Learning how to tame Australia's 'wild, crazy, untrusting' desert brumbies

By national rural and regional reporter Leonie Mellor, photography by Matthew Abbott

Posted about 4 hours ago

Right in the heart of desert country where the red bulldust clogs every pore, a black stallion stops grazing, lifts his head, listening.

He senses something is not right, gives a snort and turns abruptly, galloping off into the distance.

Other horses follow his lead, jumping over spinifex, dodging mulga trees, and tearing across red sandy plains.

It's desperation. A sense of survival.

Among them, a young mare is followed by her foal just a few weeks old, keeping up with the rest. It has to.

As the helicopter draws closer, the strength and surefootedness of these wild horses shine. It's like this is what they've been born to do.

There are thousands of them running wild among the canyons and claypans of central Australia, across vast tracts of land south-west of Alice Springs.

Some are descendants of animals owned by the early explorers.

Others turned loose as stockmen were replaced by machinery.

Professor Chris Pollitt has been coming to the outback to study them for more than a decade. He is the David Attenborough of brumbies.

"To fly over this country in helicopters and see individual bands of horses moving across the county is an experience for me that takes me back to the evolution of the horse, the way it was millions of years ago," he said.

From up here, the athleticism of the horses is evident, but it's their ability to survive that really fascinates Professor Pollitt — their endurance and ability to cope with extremes in temperature, in an often harsh environment.

As Professor of Equine Medicine at the University of Queensland, he spearheaded the Australian Brumby Research Unit.

But not even he knows how many horses are here.

"It's anybody's guess" he said.

Estimates range from 15,000 to 30,000.

But what is certain, is that their numbers are growing and it's causing problems.

"The conundrum is we love the horse, we love to see it in its wild state, its fully evolved state, thriving in its natural environment we love to see that," he said.

But we know this is Australia and it's not their natural environment, so we have to make some compromises.

Down at a waterhole surrounded by desert oaks and eucalypts, Professor Pollitt waits behind green hessian cloth strung between two trees.

Soon, hooves can be heard.

"Everybody thinks of a herd of horses, but that doesn't exist," he said.

"Horses only live in bands.

"Once the band is established all the mares are loyal to that stallion and that stallion is loyal to all of the mares.
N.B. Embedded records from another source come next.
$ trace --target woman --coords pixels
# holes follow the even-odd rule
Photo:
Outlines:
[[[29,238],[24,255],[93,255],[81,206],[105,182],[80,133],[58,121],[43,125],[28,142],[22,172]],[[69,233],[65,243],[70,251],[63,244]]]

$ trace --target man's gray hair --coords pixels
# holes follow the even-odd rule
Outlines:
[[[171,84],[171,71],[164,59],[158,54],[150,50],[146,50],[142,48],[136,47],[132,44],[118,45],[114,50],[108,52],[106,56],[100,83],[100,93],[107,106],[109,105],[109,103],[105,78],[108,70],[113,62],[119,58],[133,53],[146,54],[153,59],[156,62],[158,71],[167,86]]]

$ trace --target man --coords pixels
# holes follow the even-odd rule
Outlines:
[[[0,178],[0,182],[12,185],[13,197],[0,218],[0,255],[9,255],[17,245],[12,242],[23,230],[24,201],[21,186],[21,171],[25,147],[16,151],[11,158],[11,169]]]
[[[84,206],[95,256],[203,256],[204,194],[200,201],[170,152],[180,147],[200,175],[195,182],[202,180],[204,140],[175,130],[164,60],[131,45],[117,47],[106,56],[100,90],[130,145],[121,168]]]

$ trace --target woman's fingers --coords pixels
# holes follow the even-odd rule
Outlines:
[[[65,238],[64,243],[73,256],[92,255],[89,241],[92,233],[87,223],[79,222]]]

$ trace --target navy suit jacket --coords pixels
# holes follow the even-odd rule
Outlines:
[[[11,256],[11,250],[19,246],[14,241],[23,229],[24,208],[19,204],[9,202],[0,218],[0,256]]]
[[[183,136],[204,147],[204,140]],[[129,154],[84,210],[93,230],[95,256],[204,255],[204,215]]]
It's a really special thing to see."

Brumbies take to a waterhole in the NT
Brumbies stopping for a drink

'Life hangs but for a thread'

They call him "The Prof" — mild mannered and softly spoken under his broad brimmed hat.

But when he sees brumbies he becomes energised, passionate to share his knowledge.

So he started brumby week — a chance for horse-loving adventurers to see the wild horses in their equally untamed environment.

They come from all over the country — and from as far away as the United Kingdom and Germany — to join "The Prof" on the week-long adventure.

In the stockyards of Kings Creek Station — a working cattle and camel property about 300 kilometres south-west of Alice Springs — tourists are taught how to break the wild animals in.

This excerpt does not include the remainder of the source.